The tech tools, which help students stay focused as they map their futures, have won national recognition for their success.
(TNS) -- Most students who go to college say their goal is to get a job, but some just meander through school and rack up debt. Meanwhile, local employers often come up short in the search for qualified workers.
New technology developed at the University of Hawaii aims to tackle the problem by giving students, industry and the university an easy way to stay on track and in sync as they map their futures — in real time. There are two components to the effort, STAR GPS and the Sector Mapping Tool, and both have already won national recognition.
“STAR GPS registration is designed to help, like the GPS in your car,” University President David Lassner told students as the program went into effect for summer and fall registration systemwide. “It lays out the optimal pathway to your destination: the degree you have selected as your goal.”
The STAR app has been getting 30,000 hits a day, making it the most used app at UH, according to Gary Rodwell, UH information technology specialist.
Students can map out their pathway to graduation, adjusting for different majors and minors as they go along. If they sign up for a class that doesn’t count toward their major, an alert pops up noting that it is “not in plan,” and the system recalibrates when they will graduate.
“You’re welcome to take the course — it’s your decision,” said Rodwell, who works in the UH-Manoa Office of Undergraduate Education. “We are empowering them to make the decision.”
Pilot testing showed STAR, developed by Rodwell and a team of students, dramatically reduced the number of credits taken that didn’t count toward students’ degrees.
The Sector Mapping Tool, expected to debut in a month or two, digests scads of economic and employment data to help students as they figure out what they want to do with their lives. It uses data visualization and heat mapping to illustrate hot spots in the economy, which careers are taking off and which are dwindling.
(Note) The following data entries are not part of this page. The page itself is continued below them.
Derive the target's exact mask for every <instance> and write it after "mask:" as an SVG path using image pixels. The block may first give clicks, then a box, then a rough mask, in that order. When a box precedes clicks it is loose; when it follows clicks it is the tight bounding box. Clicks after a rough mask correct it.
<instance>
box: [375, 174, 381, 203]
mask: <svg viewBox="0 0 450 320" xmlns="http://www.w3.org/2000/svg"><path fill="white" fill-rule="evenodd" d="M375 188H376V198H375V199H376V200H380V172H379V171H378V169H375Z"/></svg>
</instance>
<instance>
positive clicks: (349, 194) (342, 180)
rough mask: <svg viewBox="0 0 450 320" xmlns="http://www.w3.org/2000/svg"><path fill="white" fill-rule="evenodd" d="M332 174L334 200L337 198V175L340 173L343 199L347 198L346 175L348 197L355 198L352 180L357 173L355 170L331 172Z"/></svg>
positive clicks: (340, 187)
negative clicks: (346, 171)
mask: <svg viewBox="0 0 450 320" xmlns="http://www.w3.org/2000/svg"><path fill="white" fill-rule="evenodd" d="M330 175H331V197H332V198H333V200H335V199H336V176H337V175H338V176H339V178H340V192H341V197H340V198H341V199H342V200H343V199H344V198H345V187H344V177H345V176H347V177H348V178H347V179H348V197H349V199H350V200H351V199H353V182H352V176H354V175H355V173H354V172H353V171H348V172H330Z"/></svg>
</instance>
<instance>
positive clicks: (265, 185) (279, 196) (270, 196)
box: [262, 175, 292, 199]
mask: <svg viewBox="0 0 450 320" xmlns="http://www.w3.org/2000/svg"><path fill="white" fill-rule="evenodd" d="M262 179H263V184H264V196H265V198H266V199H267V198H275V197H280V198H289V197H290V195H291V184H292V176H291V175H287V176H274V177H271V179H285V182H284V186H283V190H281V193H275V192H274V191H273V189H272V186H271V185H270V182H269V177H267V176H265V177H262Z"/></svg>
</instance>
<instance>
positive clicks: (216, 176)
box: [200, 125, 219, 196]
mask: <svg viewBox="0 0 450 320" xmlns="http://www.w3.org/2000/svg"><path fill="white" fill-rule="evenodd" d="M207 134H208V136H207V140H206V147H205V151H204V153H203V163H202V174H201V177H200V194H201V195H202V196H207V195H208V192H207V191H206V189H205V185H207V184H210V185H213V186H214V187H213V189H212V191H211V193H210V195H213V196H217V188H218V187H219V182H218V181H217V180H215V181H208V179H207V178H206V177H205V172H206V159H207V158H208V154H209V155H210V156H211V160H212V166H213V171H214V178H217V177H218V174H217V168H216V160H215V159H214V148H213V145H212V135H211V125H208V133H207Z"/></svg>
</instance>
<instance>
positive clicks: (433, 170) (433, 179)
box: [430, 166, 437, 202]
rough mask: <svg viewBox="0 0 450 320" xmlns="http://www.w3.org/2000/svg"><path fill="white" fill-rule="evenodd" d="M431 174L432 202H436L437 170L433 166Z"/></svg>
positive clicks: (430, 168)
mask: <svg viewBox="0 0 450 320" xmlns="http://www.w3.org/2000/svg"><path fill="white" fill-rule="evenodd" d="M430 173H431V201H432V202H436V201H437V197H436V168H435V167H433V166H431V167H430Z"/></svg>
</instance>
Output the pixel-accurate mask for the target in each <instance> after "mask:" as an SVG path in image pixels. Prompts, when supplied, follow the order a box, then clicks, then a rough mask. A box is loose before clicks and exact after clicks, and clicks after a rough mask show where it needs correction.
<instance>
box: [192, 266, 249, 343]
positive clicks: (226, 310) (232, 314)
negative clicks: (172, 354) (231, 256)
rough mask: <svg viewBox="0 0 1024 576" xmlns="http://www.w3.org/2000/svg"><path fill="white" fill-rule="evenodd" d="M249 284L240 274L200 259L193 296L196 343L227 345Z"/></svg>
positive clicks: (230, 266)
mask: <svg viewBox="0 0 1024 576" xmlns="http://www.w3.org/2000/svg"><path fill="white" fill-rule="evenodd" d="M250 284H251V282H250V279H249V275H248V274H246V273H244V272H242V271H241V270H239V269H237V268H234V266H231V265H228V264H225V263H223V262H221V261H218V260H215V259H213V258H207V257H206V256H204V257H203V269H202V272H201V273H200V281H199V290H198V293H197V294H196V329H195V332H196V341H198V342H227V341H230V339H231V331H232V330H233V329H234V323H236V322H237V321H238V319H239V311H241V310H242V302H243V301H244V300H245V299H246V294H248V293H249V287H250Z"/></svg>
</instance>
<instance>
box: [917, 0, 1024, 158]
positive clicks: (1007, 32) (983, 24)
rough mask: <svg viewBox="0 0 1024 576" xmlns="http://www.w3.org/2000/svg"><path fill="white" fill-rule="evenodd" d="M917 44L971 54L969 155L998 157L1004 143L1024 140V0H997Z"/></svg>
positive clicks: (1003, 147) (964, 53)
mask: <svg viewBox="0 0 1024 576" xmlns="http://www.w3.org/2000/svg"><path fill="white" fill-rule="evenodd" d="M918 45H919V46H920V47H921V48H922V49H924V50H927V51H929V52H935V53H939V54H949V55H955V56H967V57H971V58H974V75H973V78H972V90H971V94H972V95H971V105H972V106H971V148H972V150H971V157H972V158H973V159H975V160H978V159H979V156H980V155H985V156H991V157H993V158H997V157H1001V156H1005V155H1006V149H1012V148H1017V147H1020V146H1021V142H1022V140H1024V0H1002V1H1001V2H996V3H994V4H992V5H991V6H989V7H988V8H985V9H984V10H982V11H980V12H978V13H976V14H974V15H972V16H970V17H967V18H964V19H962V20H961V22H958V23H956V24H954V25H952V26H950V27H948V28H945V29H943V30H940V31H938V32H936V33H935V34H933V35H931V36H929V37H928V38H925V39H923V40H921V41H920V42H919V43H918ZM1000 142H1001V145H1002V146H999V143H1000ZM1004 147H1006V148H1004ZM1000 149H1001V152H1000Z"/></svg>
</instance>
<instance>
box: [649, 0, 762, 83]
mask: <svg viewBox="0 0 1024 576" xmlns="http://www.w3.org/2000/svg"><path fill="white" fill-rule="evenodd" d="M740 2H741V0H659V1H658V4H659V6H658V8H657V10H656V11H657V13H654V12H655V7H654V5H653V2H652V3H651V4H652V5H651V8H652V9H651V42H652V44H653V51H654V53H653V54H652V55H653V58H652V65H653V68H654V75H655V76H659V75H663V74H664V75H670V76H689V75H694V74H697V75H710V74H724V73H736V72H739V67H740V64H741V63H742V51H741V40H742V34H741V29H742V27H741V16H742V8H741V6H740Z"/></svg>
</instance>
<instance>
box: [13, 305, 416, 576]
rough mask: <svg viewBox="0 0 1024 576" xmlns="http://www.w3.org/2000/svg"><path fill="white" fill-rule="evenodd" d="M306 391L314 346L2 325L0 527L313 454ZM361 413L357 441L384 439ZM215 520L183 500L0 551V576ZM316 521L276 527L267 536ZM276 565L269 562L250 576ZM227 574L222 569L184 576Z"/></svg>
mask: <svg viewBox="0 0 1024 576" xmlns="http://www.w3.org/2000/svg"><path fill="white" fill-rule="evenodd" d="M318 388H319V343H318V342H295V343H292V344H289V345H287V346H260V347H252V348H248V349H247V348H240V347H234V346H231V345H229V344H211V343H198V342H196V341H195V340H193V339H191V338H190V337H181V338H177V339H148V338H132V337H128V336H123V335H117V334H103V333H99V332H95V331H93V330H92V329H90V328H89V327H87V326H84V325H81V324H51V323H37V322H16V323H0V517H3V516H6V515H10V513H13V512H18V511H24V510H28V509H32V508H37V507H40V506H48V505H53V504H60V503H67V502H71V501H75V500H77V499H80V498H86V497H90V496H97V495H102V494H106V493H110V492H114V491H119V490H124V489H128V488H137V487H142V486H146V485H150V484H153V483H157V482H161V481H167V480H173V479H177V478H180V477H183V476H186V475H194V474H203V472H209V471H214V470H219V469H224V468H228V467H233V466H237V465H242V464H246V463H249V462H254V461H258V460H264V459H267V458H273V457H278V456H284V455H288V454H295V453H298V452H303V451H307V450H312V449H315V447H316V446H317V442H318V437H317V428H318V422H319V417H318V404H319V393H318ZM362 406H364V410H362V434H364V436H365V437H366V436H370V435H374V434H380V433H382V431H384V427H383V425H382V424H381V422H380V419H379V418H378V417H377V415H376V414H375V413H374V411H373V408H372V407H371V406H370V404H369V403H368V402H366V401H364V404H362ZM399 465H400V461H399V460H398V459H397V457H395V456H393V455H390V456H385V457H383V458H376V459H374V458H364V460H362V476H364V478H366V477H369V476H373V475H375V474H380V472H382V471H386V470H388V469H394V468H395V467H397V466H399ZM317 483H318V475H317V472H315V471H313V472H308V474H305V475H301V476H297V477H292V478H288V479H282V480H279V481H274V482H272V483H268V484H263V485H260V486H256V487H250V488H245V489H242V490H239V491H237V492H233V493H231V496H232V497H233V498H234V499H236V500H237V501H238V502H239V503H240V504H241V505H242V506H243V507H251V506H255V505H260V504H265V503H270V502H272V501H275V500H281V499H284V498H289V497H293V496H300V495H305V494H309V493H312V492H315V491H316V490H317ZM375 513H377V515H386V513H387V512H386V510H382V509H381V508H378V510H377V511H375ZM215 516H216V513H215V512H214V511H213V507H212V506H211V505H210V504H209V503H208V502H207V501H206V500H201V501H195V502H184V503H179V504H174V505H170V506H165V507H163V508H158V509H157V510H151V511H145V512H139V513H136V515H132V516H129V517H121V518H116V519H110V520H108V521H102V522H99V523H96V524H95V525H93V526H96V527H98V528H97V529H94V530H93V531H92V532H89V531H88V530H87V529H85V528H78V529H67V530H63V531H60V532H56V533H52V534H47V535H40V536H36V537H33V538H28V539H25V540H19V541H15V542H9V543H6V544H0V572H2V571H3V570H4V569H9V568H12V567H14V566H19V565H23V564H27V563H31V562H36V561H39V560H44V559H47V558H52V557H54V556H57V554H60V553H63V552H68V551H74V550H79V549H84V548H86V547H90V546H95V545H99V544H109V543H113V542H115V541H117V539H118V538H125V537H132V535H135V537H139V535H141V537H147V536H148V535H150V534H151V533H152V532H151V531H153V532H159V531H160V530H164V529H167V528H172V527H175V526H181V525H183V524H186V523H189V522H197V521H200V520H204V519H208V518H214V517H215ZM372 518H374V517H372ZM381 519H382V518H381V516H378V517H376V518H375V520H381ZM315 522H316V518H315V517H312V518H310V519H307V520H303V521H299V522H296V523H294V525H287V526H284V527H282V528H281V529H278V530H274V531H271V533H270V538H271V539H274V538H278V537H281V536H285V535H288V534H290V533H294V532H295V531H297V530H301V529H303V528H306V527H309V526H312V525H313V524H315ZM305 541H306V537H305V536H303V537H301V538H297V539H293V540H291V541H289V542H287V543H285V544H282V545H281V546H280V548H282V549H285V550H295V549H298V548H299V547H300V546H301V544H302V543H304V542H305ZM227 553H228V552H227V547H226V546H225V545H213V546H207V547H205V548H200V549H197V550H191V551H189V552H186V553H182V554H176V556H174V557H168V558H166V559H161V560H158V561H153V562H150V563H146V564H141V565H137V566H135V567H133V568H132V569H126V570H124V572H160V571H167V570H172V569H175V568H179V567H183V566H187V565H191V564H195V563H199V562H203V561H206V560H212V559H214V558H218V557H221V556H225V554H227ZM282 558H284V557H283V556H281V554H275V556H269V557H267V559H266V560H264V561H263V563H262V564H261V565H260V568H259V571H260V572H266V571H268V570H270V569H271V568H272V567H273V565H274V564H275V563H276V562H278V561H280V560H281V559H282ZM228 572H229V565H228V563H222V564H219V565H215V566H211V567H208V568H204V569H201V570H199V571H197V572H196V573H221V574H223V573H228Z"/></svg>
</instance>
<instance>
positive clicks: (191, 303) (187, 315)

Students can take an online test to see where their interests might be and what majors could suit them. They can click on any job description and find out the skills needed, pay scales, projected demand for the position in future years locally and nationally, and even which companies are hiring. The system scoops up information from “help wanted” ads regularly, along with government reports and economic data, to stay fresh.
Peter Quigley, associate vice president of UH Community Colleges, developed the tool with Paul Sakamoto, web manager for the community colleges. It incorporates data from EMSI, which tracks the labor market.
“We have every job in the state of Hawaii on our database,” Quigley said. “The problem is that it’s a huge pile of data. Our portal has organized that data in a way that’s very robust and usable.”
A STEM button highlights careers in science, technology, engineering and math. The analytics for that segment were funded with assistance from Strada Education Network.
Traditionally there has been a gulf between the “ivory tower” of academia and the world of work, Quigley noted. An English major, he learned a different approach as academic dean at Embry Riddle University, which specializes in aerospace engineering.
“Our relationships with industry were hand in hand, which is interesting, which kind of runs against the grain,” he said. “I came up in a humanities background, and the idea was to be as far away from that as you could.”
“Now the points of contact are getting much more close,” he added. That is part of an effort, both nationally and locally, to more strongly align academics and the economy.
Quigley said sector mapping can offer dynamic answers for university administrators to questions like “How does the latest proposal for a new program fit within the economic profile of the state?” and “How will students benefit?”
“The Sector Mapping Tool will benefit our academic program planning at the community colleges, and it can inform policy decisions inside and outside of the university,” said John Morton, UH vice president of community colleges. “It provides a means for the business sector and the university to identify and address future workforce needs while giving incoming students the ability to make highly informed career path decisions.”
The Sector Mapping Tool received the 2017 Bernice Joseph Award from the Western Alliance of Community College Academic Leaders at its annual meeting last month. The award recognizes innovation, problem-solving capability and potential impact on two-year institutions.
In November UH received two President’s Awards from Complete College America, which recognizes innovation and contributions to college completion efforts. One was for the initial version of STAR, the other for the “15 to Finish” campaign, which urges students to take 15 units a semester and has been widely replicated on campuses elsewhere.